Conserver la frontière vie privée – vie professionnelle
Par ailleurs, le télétravail imposé par le confinement n'a pas apporté que des avantages. La frontière vie privée / vie professionnelle s'est rapidement amincie. Avec la " dilution " des "repères temporels" déclare la sociologue Anca Boboc dans La Revue des conditions de travail, les journées de travail deviennent de plus en plus longues avec des interruptions et pauses moins fréquentes. Les échanges professionnels se mélangent aux échanges familiaux, les parents constamment sollicités soit par les enfants soit par les personnes âgées ou personnes en situation de handicap de leur entourage. Les collègues, managers et clients ont été parfois témoins de situations embarrassantes. Il n'a pas été toujours simple de séparer vie privée et vie professionnelle. Cette crise a provoqué chez les français le sentiment d'avoir, comme jamais, été touchés dans leurs relations sociales, leur liberté et leur intimité. "Travailler est une activité spécifique qui doit bénéficier d'un cadre bien défini" et "le risque de ne pas mettre de limite au travail quand on est chez soi est aussi une réalité" met en garde la sociologue du travail et directrice de recherche au CNRS, Danièle Linhart.

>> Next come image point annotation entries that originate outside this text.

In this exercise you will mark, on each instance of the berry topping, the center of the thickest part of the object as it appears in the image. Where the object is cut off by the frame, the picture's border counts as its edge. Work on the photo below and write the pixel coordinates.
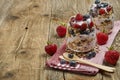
(72, 19)
(102, 38)
(112, 57)
(85, 17)
(72, 63)
(79, 17)
(85, 32)
(90, 55)
(70, 55)
(76, 26)
(99, 6)
(83, 26)
(101, 11)
(61, 31)
(109, 8)
(105, 4)
(50, 48)
(71, 31)
(62, 61)
(97, 1)
(91, 24)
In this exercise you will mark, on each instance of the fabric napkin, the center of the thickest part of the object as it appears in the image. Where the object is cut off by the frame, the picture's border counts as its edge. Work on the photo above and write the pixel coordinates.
(54, 61)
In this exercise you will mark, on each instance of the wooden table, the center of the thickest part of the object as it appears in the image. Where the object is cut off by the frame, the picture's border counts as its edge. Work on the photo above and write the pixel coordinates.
(26, 26)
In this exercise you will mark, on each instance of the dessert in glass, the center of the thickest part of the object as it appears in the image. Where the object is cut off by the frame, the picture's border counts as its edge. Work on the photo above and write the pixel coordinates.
(102, 12)
(81, 34)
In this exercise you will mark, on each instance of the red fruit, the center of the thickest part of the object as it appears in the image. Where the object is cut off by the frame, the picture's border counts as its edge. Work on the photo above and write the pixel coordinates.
(72, 19)
(102, 38)
(79, 17)
(109, 8)
(76, 26)
(61, 31)
(83, 26)
(51, 49)
(112, 57)
(91, 24)
(101, 11)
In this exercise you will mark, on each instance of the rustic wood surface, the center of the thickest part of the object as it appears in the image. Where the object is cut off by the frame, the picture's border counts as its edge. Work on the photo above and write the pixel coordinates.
(26, 26)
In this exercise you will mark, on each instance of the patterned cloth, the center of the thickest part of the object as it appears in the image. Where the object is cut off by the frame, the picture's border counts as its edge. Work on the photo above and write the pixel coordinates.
(54, 61)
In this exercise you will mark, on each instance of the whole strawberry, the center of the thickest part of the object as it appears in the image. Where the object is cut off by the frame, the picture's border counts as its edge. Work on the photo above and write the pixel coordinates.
(50, 48)
(112, 57)
(101, 11)
(79, 17)
(61, 30)
(102, 38)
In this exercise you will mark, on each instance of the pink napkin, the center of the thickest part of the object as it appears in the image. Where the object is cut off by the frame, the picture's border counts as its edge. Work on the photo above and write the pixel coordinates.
(54, 61)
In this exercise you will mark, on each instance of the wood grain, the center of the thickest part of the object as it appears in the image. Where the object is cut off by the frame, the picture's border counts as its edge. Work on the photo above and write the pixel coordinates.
(26, 26)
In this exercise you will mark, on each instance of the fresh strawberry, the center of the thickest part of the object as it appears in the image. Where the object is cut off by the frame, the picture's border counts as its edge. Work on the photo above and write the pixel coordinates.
(72, 19)
(101, 11)
(50, 48)
(109, 8)
(91, 24)
(61, 31)
(102, 38)
(79, 17)
(76, 26)
(112, 57)
(83, 26)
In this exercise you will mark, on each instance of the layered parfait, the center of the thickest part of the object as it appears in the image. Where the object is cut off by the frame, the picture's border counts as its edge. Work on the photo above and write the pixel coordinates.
(81, 34)
(103, 16)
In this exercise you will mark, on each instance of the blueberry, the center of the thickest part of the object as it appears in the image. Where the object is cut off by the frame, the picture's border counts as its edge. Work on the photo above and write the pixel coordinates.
(86, 16)
(97, 1)
(70, 55)
(62, 61)
(72, 63)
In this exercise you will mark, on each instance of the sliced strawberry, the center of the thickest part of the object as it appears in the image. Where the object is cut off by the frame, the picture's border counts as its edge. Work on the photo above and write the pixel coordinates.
(79, 17)
(101, 11)
(83, 27)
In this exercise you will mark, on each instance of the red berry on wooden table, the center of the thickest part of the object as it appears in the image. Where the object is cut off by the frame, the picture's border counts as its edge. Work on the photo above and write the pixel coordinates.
(83, 27)
(77, 26)
(102, 38)
(112, 57)
(109, 8)
(101, 11)
(79, 17)
(50, 48)
(61, 31)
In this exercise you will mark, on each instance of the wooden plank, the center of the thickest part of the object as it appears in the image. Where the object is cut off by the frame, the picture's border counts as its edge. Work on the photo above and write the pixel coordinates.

Des avantages sociaux à la clé
Le confinement a rendu la sphère familiale et professionnelle tellement perméables, que les entreprises sont maintenant appelées à prendre en compte la famille dans l'organisation du travail et avantages offerts aux salariés. Allant des gardes d'enfants à l'engagement de professeurs particuliers pour les " aides au devoir ", l'entreprise d'aujourd'hui ne peut nier son rôle d'accompagnement et de soutien aux parents pour assurer leur plein engagement professionnel. Thomas Cornet, co-fondateur de Wittyfit révèle que " plus que du bien-être, il s'agit pour les salariés d'être bien dans leur travail pour être en mesure de donner le meilleur d'eux-mêmes. L'entreprise doit se réinventer avec ses salariés ".
Prendre conscience des limites du télétravail
Comme affirmé par la plupart des études, le travail à distance favorise l'autonomie, l'organisation du travail et la flexibilité des horaires tant recherchées par les travailleurs, en effet, l'enquête de la Chaire Management et Santé au Travail de l'IAE de Grenoble auprès de 1336 salariés, a démontré que 40 % des télétravailleurs estiment avoir gagné en tranquillité et en concentration et ont assumé pour la plupart leurs missions, avec beaucoup de succès. En revanche, l'isolement pour certains et la surcharge pour d'autres, sont des sources de stress et de risques professionnels. Selon l'enquête Wittyfit (Juin 2020), 66 % des répondants évoquent une motivation qui a diminué d'où un risque de baisse de la productivité ! Loin du bureau et des rituels avec les collègues, de nouvelles habitudes s'installent et les salariés s'éloignent de la vision commune de leur entreprise. Les objectifs ne sont plus autant partagés et les intérêts ne sont plus communs, à mesure que les préoccupations de la vie privée ont tendance à devenir prépondérantes. Une telle situation peut être l'occasion pour le salarié de se tourner vers de nouveaux horizons, se découvrir de nouvelles aspirations et potentiellement constituer un risque, une perte pour l'entreprise à un moment où dans ce contexte de post-Covid, elle doit redoubler d'efforts pour conserver ses ressources humaines, attirer les meilleurs collaborateurs pour reprendre, maintenir, poursuivre le développement de son activité.
Jihen Louati, étudiante en MBA Gestion des Ressources Humaines au sein de MBA ESG, a également contribué à la réalisation de cette lettre.